Como, le parole di Fàbregas

Cesc Fàbregas ha commentato quanto accaduto contro la Lazio nel post partita ai microfoni di DAZN: 

Sulla partita

"Una grande partita, avete parlato tutta la settimana di risultato e giochisti e ho messo un centrocampista in attacco. Era la partita giusta per giocare così, il mio sogno che tutti i ragazzi siano funzionali al nostro gioco. Piano piano ci sono stati tanti cambiamenti e c'è bisogno di tempo, si parlava sempre di Baturina per esempio e dobbiamo puntare sui giocatori giovani e alcuni hanno bisogno di più tempo. Piano piano si fanno trovare pronti, la squadra sta giocando bene ed ha grande fiducia. E' un percorso tosto, lo stiamo affrontando con grandissima serenità".

Sul primo gol

"Sapevamo che loro iniziavano così, la facevamo con Sarri questa giocata al Chelsea. Abbiamo difeso bene, abbiamo cominciato subito a giocare. La giocata di Da Cunha è stata bellissima e non è arrivato il gol.

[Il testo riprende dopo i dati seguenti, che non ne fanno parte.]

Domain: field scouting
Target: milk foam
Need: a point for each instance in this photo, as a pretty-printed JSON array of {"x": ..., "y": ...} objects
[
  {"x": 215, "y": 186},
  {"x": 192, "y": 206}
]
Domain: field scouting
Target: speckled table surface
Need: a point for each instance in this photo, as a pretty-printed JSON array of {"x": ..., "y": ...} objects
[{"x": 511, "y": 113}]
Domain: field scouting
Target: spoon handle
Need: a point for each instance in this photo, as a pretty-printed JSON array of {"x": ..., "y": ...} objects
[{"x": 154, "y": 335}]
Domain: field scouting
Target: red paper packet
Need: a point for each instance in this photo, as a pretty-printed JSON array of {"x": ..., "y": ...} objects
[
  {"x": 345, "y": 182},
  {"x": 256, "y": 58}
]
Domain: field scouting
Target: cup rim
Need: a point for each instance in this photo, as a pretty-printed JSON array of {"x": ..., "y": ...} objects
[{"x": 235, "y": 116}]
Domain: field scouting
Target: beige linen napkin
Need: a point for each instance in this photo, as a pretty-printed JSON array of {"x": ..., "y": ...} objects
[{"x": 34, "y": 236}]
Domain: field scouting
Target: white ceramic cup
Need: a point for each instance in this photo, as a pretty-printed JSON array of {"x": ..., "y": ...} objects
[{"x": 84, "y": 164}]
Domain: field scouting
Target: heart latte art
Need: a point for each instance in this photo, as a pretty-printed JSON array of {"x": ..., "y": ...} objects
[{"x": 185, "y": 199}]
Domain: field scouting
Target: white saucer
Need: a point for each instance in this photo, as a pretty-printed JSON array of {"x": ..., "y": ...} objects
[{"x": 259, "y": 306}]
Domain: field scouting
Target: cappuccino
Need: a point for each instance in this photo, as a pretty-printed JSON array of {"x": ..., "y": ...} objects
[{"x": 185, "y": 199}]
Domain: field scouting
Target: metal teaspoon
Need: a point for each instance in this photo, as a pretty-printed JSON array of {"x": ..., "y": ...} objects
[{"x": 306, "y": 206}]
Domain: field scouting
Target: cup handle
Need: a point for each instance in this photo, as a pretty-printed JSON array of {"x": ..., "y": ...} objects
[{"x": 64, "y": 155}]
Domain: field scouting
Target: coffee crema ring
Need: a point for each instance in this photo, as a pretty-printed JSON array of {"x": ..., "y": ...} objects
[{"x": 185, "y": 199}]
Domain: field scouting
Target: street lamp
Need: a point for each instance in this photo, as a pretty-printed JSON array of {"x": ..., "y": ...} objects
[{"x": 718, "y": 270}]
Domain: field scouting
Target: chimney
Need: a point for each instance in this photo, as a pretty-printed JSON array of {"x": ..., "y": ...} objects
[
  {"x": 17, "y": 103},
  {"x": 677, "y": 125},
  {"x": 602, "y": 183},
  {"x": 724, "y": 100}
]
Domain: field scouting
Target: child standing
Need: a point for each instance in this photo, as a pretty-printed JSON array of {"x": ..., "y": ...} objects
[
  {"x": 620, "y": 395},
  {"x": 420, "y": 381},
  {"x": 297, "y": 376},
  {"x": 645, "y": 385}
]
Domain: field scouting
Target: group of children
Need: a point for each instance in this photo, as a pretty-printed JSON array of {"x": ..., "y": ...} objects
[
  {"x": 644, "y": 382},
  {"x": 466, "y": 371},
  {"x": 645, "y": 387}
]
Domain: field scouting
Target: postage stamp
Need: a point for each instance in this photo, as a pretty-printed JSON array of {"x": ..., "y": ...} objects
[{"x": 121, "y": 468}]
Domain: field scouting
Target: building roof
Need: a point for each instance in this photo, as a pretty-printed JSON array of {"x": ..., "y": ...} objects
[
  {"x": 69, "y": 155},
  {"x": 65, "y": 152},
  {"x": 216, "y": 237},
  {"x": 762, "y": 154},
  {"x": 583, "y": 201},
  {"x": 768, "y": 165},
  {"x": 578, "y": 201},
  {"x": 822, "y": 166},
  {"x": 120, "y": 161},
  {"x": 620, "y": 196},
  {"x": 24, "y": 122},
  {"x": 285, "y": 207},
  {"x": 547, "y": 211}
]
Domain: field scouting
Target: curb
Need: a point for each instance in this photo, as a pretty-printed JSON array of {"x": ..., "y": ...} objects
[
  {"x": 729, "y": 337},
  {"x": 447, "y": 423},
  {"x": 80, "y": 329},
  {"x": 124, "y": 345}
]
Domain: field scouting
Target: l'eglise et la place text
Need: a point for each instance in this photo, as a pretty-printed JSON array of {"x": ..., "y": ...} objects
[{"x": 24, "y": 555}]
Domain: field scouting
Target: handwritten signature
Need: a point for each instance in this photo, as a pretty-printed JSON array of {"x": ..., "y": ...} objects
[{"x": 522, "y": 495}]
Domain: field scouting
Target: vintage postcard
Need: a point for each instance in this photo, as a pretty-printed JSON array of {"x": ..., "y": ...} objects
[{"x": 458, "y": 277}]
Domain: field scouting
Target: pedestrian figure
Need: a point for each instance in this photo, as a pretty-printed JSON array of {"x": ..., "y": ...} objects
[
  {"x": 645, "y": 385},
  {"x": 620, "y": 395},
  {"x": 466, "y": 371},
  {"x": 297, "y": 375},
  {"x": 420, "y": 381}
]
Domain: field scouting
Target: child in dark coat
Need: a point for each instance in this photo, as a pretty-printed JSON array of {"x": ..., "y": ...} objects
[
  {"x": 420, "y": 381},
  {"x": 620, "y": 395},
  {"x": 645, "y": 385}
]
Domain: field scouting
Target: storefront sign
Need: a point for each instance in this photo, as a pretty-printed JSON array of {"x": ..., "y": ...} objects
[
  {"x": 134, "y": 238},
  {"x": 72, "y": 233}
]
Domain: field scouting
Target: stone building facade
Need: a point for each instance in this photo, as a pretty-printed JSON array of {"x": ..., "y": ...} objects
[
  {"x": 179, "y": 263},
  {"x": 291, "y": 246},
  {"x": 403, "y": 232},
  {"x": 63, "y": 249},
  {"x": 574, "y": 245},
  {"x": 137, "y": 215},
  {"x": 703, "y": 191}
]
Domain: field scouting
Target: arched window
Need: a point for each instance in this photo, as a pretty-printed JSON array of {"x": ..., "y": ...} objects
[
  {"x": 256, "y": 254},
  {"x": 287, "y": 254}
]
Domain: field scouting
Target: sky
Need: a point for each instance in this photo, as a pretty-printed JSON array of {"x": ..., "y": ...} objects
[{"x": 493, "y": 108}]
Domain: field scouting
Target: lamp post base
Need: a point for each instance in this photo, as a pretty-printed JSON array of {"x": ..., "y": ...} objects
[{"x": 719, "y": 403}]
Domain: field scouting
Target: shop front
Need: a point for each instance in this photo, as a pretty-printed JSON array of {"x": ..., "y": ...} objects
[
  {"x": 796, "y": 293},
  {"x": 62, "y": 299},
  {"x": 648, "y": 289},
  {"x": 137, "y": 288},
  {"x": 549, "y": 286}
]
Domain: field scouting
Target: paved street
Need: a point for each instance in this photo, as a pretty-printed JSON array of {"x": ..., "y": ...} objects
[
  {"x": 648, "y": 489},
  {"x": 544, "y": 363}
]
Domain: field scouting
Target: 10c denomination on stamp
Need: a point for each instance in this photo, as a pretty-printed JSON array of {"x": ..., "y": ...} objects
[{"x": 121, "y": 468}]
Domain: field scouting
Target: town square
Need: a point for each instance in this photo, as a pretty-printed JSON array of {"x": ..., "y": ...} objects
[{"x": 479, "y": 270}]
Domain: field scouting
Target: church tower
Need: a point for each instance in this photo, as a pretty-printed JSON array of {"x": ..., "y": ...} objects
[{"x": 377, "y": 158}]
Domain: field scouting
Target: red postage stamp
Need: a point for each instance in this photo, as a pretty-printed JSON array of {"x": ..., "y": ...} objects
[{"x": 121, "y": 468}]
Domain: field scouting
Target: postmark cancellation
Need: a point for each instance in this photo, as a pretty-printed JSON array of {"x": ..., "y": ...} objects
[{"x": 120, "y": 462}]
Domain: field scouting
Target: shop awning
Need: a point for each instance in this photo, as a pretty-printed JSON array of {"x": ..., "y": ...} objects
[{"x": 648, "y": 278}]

Abbiamo cominciato bene la partita, quando comincia bene così si rischia di perdere lucidità ma la squadra è stata attenta a lavorare bene tutta la partita".

Sul futuro 

"Proviamo ad essere una macchina perfetta, c'è un grande presidente e un grandissimo staff. C'è pressione, io la sento avendo giocato sempre a grandi livelli. Sono contentissimo al Como, anche quest'estate sono rimasto tranquillo e sereno. La gente crede in noi, siamo un gruppo di ragazzi e devo lavorarci tanto con loro. In questo momento sono troppo allenatore, io ho bisogno di campo, confrontarmi con loro e non so se sono fatto per un altro tipo di gioco".